それでは、「収入すべき金額」に含まれる経済的な利益とは何か、所得税法基本通達36-15は、以下のように具体的に例示しています。

  1. 物品その他の資産の譲渡を無償又は低い対価で受けた場合におけるその資産のその時における価額又はその価額とその対価の額との差額に相当する利益
    • 販売業者等が広告宣伝用資産の譲渡を受けた場合(所基通36-18)
    • 広告宣伝のための賞品の評価(所基通36-20)
    • 使用人等が使用者から受ける表彰金品や記念品、自社の商品、製品その他の利益(所基通36-21から同36-26まで)
    • 使用人等が使用者から受ける食事、商品、製品等の評価(所基通36-36から同36-39まで)
  2. 土地、家屋その他の資産(金銭を除く。)の貸与を無償又は低い対価で受けた場合における通常支払うべき対価の額又はその通常支払うべき対価の額と実際に支払う対価の額との差額に相当する利益
    • 使用人等が使用者から受ける住宅等の賃貸料相当額の利益(所基通36-40から同36-48まで)
  3. 金銭の貸付け又は提供を無利息又は通常の利率よりも低い利率で受けた場合における通常の利率により計算した利息の額又はその通常の利率により計算した利息の額と実際に支払う利息の額との差額に相当する利益
    • 使用人等が使用者から受ける利息相当額の利益及びその評価(所基通36-28、同36-49)
  4. (2)及び(3)以外の用益の提供を無償又は低い対価で受けた場合におけるその用益について通常支払うべき対価の額又はその通常支払うべき対価の額と実際に支払う対価の額との差額に相当する利益
    • 使用人等が使用者から受ける用益の提供及びその評価(所基通36-29、同36-50)
  5. 買掛金その他の債務の免除を受けた場合におけるその免除を受けた金額または自己の債務を他人が負担した場合における当該負担した金額に相当する利益
    • 債務免除益(所法44の2②、所基通44の2-1

[1] ただし、昭和62年の税制改正で、特定の支出の負担を余儀なくされるサラリーマンの負担を考慮し、給与所得者についても確定申告への道を拓くとする趣旨で、「給与所得者の特定支出控除」の制度が導入された。この制度により、収入に対応する実額経費の一部の控除が認められる。

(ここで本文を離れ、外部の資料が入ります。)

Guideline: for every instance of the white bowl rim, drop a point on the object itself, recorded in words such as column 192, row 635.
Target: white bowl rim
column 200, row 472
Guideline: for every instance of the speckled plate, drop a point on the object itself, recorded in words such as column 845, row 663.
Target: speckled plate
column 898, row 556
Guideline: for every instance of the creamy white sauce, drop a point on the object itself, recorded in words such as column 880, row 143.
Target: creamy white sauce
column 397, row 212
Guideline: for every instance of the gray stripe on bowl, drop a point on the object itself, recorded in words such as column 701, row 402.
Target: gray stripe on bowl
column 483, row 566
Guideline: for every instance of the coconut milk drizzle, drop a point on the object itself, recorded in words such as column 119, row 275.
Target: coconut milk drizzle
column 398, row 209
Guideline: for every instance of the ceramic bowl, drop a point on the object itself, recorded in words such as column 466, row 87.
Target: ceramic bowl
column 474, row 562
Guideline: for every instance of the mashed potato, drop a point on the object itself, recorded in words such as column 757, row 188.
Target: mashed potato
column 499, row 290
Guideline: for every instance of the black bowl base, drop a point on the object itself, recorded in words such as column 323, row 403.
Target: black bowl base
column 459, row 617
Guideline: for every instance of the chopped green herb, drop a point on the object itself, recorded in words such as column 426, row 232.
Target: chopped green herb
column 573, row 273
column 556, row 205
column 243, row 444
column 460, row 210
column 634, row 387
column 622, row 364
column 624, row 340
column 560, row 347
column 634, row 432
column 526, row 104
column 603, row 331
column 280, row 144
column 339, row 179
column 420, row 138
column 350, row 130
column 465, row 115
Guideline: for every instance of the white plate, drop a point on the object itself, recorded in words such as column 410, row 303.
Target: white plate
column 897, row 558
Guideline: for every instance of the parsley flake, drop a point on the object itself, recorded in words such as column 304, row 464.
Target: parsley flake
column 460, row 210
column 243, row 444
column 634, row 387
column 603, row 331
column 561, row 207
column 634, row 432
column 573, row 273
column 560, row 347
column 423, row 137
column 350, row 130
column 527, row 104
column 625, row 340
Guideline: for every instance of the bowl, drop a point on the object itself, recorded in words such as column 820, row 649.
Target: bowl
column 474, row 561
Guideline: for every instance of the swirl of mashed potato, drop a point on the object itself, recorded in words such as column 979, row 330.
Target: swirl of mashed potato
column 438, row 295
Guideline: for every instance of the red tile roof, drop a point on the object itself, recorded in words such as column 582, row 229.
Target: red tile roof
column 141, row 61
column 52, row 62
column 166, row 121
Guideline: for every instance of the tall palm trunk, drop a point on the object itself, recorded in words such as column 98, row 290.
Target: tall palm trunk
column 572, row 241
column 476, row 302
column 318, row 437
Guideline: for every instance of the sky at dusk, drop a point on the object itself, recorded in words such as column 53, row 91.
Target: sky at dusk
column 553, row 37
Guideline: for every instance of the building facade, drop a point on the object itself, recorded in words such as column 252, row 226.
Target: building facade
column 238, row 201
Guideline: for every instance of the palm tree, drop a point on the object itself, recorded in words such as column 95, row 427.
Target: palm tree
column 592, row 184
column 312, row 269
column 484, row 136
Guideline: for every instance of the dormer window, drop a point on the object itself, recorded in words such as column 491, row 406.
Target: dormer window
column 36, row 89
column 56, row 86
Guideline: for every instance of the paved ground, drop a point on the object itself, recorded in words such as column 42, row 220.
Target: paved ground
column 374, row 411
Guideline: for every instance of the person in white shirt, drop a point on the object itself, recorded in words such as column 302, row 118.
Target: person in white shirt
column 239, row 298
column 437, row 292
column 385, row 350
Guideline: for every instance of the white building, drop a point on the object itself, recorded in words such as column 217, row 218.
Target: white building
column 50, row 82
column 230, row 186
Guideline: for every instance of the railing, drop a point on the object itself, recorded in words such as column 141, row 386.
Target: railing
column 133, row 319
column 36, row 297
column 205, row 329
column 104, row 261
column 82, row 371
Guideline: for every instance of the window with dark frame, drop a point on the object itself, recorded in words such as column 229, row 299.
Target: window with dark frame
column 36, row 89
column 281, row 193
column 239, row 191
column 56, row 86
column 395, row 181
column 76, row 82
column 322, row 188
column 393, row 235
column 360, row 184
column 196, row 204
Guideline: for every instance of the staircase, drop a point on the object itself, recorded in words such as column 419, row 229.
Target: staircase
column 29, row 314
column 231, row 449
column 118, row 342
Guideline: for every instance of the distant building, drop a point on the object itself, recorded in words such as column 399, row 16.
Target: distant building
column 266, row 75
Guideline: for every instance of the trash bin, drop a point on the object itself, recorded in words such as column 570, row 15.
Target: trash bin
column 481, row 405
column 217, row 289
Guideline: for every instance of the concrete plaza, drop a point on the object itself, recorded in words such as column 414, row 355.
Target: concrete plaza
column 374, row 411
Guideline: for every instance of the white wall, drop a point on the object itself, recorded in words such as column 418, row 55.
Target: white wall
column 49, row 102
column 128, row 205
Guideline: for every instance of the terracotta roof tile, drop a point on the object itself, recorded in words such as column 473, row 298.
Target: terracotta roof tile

[2] 租税法で一般に用いられる「価額」の用語は、客観的交換価値すなわち時価をいうものと解される。

[3] ここでいう債権の金額についても、客観的な交換価値として評価されるものであることはいうまでもない。

[4] したがって、例えば、時の経過とともに発生が認識される未収利息は、支払期日が到来していない限り債権として成立していないため、税務上収入に計上されることはないであろう。